What is happening this week in Extremadura could be a forerunner for the difficulties that the PP will face should, as is expected, the general election on July 23 be inconclusive.
PP leader Feijoo
The national PP leader, Alberto Nuñez Feijoo, opted to make a spirited defence of his party’s values earlier this week when being questioned about Vox’s attitudes to gender violence.
The questioning on the Cadena SER radio network came in the wake of the PP doing governing deals with Vox not just in dozens of local councils across the country after the recent polls, but also in the Valencia regional government.
“Sexist violence obviously exists,” said Feijoo, when asked about Vox’s claims that it doesn’t, as well as their insistence that measures to combat the issue be rolled back, despite the fact that in Spain so far this year 22 women have died at the hands of their partners or ex-partners.
Feijoo did, however, defend the PP’s decision in several city councils, including Valladolid and Toledo, to scrap equality departments altogether.
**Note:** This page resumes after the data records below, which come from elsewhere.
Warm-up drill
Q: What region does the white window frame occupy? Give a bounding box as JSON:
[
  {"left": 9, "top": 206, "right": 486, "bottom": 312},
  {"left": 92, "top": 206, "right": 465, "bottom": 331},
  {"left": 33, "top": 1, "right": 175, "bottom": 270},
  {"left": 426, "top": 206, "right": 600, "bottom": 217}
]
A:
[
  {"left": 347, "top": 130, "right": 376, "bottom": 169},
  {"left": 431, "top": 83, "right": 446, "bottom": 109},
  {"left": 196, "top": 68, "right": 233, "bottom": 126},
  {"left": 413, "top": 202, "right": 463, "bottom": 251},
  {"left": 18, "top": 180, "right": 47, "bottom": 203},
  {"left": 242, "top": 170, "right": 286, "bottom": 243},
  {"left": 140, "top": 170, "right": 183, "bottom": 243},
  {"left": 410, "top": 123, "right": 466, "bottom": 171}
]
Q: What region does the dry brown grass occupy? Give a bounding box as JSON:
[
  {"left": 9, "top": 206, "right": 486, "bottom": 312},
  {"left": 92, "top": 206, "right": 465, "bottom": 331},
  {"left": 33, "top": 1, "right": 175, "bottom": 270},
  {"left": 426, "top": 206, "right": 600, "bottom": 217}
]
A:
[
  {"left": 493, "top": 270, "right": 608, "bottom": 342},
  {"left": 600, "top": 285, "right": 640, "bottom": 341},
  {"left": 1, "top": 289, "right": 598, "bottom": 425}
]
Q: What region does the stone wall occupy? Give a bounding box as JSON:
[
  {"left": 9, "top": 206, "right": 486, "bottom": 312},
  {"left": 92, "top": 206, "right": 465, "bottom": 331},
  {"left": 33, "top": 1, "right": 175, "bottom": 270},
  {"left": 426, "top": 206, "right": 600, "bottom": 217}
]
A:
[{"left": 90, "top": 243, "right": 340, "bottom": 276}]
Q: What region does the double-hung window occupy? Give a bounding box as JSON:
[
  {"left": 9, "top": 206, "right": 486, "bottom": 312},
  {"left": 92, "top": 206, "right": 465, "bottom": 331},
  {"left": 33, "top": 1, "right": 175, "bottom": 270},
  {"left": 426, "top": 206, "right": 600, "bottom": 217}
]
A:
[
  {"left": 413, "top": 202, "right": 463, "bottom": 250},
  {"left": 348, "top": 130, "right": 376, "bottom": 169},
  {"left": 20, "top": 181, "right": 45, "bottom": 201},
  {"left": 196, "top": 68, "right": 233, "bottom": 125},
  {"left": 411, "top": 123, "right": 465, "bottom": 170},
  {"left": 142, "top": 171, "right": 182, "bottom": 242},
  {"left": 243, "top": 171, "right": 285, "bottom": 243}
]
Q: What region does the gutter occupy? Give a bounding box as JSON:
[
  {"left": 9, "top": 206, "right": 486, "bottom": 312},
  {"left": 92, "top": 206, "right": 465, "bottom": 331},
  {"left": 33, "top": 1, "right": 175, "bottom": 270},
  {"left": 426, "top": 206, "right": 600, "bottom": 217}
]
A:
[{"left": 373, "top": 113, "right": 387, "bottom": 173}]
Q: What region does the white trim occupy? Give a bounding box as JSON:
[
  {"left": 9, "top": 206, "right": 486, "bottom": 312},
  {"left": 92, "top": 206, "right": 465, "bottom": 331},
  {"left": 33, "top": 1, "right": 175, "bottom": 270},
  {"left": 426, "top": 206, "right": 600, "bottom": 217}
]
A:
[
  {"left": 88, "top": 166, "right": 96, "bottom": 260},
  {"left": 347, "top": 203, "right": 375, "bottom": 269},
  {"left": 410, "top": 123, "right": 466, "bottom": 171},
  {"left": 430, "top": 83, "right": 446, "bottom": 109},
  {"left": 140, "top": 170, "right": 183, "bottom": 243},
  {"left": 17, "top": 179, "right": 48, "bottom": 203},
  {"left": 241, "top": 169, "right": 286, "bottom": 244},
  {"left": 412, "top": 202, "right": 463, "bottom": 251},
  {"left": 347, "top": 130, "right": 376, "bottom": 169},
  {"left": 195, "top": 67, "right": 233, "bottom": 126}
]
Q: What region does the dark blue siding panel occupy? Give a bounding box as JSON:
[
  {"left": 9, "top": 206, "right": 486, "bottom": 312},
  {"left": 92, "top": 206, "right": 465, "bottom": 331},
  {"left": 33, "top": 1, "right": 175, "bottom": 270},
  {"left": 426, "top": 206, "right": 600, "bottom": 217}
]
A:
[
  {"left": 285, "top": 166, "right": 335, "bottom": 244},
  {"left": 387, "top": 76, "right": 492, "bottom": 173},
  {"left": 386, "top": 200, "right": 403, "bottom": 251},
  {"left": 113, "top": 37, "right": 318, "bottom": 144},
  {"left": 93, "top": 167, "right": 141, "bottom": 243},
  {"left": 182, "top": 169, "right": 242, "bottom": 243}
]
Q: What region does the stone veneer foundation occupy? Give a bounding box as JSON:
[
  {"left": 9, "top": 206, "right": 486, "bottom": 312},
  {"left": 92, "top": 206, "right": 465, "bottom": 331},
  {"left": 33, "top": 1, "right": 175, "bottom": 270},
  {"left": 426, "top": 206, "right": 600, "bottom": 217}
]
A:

“Equality and family are not contradictory concepts, and nor does the family lead to inequality,” he argued during the radio interview. “There are governments where Economy and Finance go together, and others where they are separate.”
The PP leader would not be drawn on whether or not his party would do a coalition deal with Vox if needed – something that could be difficult given the far-right party’s recent policies and demands. He did, however, insist that the ball will lie in the court of the current prime minister, Pedro Sanchez of the Socialist Party, and that the most-voted party at the polls should govern.
‘The Socialists should abstain’
“Spain deserves to have a solid government so as not to waste time,” Feijoo said. “If the Socialists don’t want Vox to govern, it is simple: they should abstain [at an investiture vote]. If the Socialist Party wins, I will abstain.”
The issue of Vox caused another headache for Feijoo this week thanks to the governing deal it reached with the PP in Valencia. Jose Maria Llanos, one of the Vox deputies who may end up with a role of responsibility in the new regional government, last week said in a television interview that ‘gender violence doesn’t exist, sexist violence doesn’t exist’.
What’s more, another Vox politician in Valencia, Carlos Flores, was found guilty of domestic violence more than two decades ago.
In his Cadena SER interview, Feijoo brushed off the incident, stating that Flores had had ‘a difficult divorce’ that ‘involved verbal abuse toward his ex-wife.’ The comments prompted a wave of criticism aimed at Feijoo.
Sanchez’s strategy
When Pedro Sanchez called the snap elections after his party and other leftist groups’ poor showing at the local and regional polls, one of the interpretations by commentators was that he was doing so to get Spaniards out to vote at a time when the PP was being forced to do difficult deals with far-right Vox.
On the basis of what has been happening this week, it looks like Sanchez may have judged that decision well.